Last week at the North Carolina General Assembly warmed up considerably, unlike the chilly weather in Raleigh.  Bills for the new district maps for the N.C. House and Senate and for the U.S. Congress were finalized, and another important bill for our small businesses passed.  Another bill on limiting mandates was vetoed by the Governor.

After two months of public input and three weeks of public map drawing, the new district maps were finalized for the N.C. House, N.C. Senate, and U.S. Congress.  House Bill 976, Senate Bill 739, and Senate Bill 740 all passed the House and Senate during the week on a strict party line vote, all Republicans voting for them and all Democrats voting against.  All approved maps were drawn without using electoral trend data or racial data.  The Constitution requires the redrawing of districts after every national census, and the Governor does not have veto authority over district maps.  North Carolina gained a 14th Congressional district based on the growth in the census numbers.

Our Brunswick County districts had to change slightly due to our growth outpacing the state growth.  District 17, which I represent, had to give up 8000 population, so the precincts of Bolivia and Boiling Spring Lakes will move to District 19, represented by Rep.
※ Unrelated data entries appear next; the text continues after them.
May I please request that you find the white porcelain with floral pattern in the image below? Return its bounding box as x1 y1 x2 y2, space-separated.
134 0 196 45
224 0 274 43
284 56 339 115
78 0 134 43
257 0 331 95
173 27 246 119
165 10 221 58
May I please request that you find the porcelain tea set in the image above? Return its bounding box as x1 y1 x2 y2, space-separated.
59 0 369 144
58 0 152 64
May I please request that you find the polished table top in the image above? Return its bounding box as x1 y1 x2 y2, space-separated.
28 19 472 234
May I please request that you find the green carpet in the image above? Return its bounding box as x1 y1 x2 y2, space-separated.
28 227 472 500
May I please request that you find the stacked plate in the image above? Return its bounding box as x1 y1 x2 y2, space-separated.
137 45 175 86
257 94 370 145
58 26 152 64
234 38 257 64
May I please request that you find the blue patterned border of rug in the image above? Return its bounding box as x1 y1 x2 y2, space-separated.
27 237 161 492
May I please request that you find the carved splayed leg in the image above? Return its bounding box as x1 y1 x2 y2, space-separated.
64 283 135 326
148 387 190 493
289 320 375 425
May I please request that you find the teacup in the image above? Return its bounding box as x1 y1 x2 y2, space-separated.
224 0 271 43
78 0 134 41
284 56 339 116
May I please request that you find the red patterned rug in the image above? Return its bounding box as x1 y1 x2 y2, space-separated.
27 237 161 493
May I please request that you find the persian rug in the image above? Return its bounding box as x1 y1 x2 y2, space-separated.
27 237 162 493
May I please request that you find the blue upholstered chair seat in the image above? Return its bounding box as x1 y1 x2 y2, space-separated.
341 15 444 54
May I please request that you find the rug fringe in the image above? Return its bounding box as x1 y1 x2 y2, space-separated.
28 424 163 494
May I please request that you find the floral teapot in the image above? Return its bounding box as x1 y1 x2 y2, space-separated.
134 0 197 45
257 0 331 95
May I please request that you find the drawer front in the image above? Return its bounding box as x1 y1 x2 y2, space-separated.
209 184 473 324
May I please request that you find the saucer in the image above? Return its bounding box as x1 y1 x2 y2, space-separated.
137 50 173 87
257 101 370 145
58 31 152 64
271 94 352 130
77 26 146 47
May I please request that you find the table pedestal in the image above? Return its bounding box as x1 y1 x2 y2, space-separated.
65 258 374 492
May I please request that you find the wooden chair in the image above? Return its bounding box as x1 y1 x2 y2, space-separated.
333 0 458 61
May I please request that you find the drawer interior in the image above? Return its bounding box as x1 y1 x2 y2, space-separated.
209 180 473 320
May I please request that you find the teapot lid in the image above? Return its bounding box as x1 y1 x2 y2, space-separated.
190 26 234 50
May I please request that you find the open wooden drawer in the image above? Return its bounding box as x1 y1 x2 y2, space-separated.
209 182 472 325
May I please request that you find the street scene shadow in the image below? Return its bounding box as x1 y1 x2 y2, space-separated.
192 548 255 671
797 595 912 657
Charlie Miller.  The changes are effective on January 1, 2023, but we have to run in the next election in them in 2022.  District 19 had to give up three precincts in New Hanover County in downtown Wilmington. 

Another important bill for our local businesses, Senate Bill 311, freezes the Unemployment Insurance rate paid by these businesses at 1.9%, NOT rising to 2.4% per formula.  While the pandemic required heavy payments in unemployment, the fund is still very solvent with a $2.9 billion balance. 

Big news last week was the veto of House Bill 264 – Emergency Powers Accountability Act.  The bill would have required the Governor to confer with the Council of State after seven days of an emergency declaration, and with the legislature within 45 days.  The Council of State officers are also elected statewide and are members of both parties.

This veto was not unexpected.  Some of the other vetoes follow this pattern.  His recent vetoes include House Bill 360 – Prevent Collusive Settlements by the Attorney General, House Bill 805 – Prevent Rioting and Civil Disorder, and House Bill 324 – Ensuring Dignity & Nondiscrimination/Schools.  The number of vetoes has added up to more than all the other Governors in N.C. history combined.

People often ask why we can’t just override the vetoes.  The answer is that a three-fifths majority is required to override a veto.  If all the Governor’s party members vote against the override, then there are not enough votes to successfully accomplish it.  There are 69 members of the majority party in the House and 28 members in the Senate.  With 120 members in the House, it requires 72 to override, and with 50 members in the Senate it requires 30.  The math is not there, unless the numbers change in the next election.  (This is intended to be informational only.)

This week of November 8th is expected to be slow, but the week of the 15th it is anticipated we will finally have a consensus budget on which to vote.  After over 4 months, we certainly hope so.